The most reliable diagnostic tool is DCG (8,11). Nevertheless, due to its complexity and difficult availability in clinical practice, other studies such as dynamic ultrasonography are currently under evaluation (11,33).

Multiple studies have demonstrated the usefulness of LC in patients with GBD with abnormal DCG (30,33,39). Results (17) show that patients with GBD undergoing LC have an important clinical benefit regardless of histological findings. This suggests that histological findings are not solely responsible for the clinical picture, and LC is equally effective in patients with or without underlying histological disease.

The complexity of an accurate preoperative diagnosis of GBD remains a lack of accurate diagnostic tests and their availability.
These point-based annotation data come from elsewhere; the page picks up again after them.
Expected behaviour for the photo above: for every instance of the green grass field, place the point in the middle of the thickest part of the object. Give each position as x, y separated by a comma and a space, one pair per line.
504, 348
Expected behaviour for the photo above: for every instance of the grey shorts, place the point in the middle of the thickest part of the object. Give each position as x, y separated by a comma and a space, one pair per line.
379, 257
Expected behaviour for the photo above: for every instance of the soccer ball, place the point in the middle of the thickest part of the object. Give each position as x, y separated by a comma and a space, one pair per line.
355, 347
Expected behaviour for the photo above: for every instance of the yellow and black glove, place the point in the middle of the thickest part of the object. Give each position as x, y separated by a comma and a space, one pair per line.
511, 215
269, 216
Oral cholecystography gives information about the gallbladder function, and lack of visualization is related to acute or chronic cholecystitis (20). Moreover, the persistence of contrast 24 hours following the test, as demonstrated by a plain abdominal study, suggests cholesterolosis, and this histological finding accounts for 60 per cent of patients with GBD (19).

Dynamic ultrasonography (DUS) allows a semiquantitative estimation of gallbladder emptying by extrapolating volume changes following stimulation (11). Results using the ellipsoid method are optimal although it has important interobserver and intraobserver variability (11). Moreover, changes in morphology associated or not with emptying and gallbladder secretion are not controlled phenomena that may correlate with false volume determinations (40,41).
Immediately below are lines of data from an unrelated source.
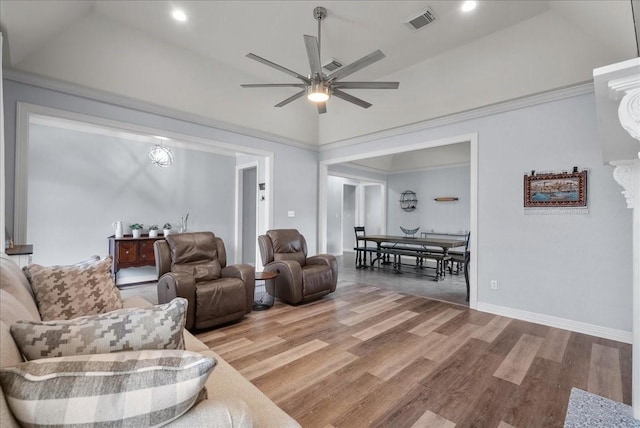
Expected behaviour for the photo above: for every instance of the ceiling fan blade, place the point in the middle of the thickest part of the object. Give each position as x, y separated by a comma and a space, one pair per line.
291, 98
273, 85
279, 67
366, 85
357, 65
313, 52
338, 93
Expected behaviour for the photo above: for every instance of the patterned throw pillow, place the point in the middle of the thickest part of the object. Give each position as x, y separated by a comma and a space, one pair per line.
140, 388
66, 292
131, 329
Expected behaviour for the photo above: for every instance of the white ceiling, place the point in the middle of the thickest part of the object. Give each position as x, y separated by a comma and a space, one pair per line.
502, 50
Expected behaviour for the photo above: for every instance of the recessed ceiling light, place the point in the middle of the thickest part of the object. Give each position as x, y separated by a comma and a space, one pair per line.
179, 15
469, 5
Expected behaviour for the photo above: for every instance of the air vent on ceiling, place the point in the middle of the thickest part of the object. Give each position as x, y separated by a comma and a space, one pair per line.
332, 65
420, 20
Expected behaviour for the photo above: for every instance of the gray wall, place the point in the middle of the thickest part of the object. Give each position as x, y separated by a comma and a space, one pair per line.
295, 169
334, 214
574, 267
80, 183
374, 201
443, 217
Therefore DUS (11) is not correlated to DCG and in GBD patients it may not be of diagnostic value when compared to DCG (11).

While OCG and DUS are poorly correlated, this makes preoperative diagnosis difficult and so it is still necessary to select patients through clinical examination.

In conclusion, the incidence of CAC reached 11.1 per cent of patients undergoing cholecystectomy. The prevalence of associated gastrointestinal symptoms was similar for both groups. Quality of life is similarly affected by both CAC and CCC. Complicated biliary disease and hospital admissions were higher in the group with CAC. In quality of life terms, the usefulness of LC was similar in both groups, thus making its surgical indication reason-able. Histological studies were positive in 100 per cent of patients, with a 64.8 per cent of cholesterolosis, similar to previous studies and higher than in the CCC group. Clinical follow-up (one year) demonstrated the clinical efficacy of LC in the CAC group. Diagnostic tests, OCG and DUS showed heterogeneous results, and LC was indicated mainly on clinical patterns, that is, a GBD diagnosis or previous history of complicated biliary disease (acute cholecystitis or pancreatitis). Therefore, clinical selection remains the most important criterion for surgical selection.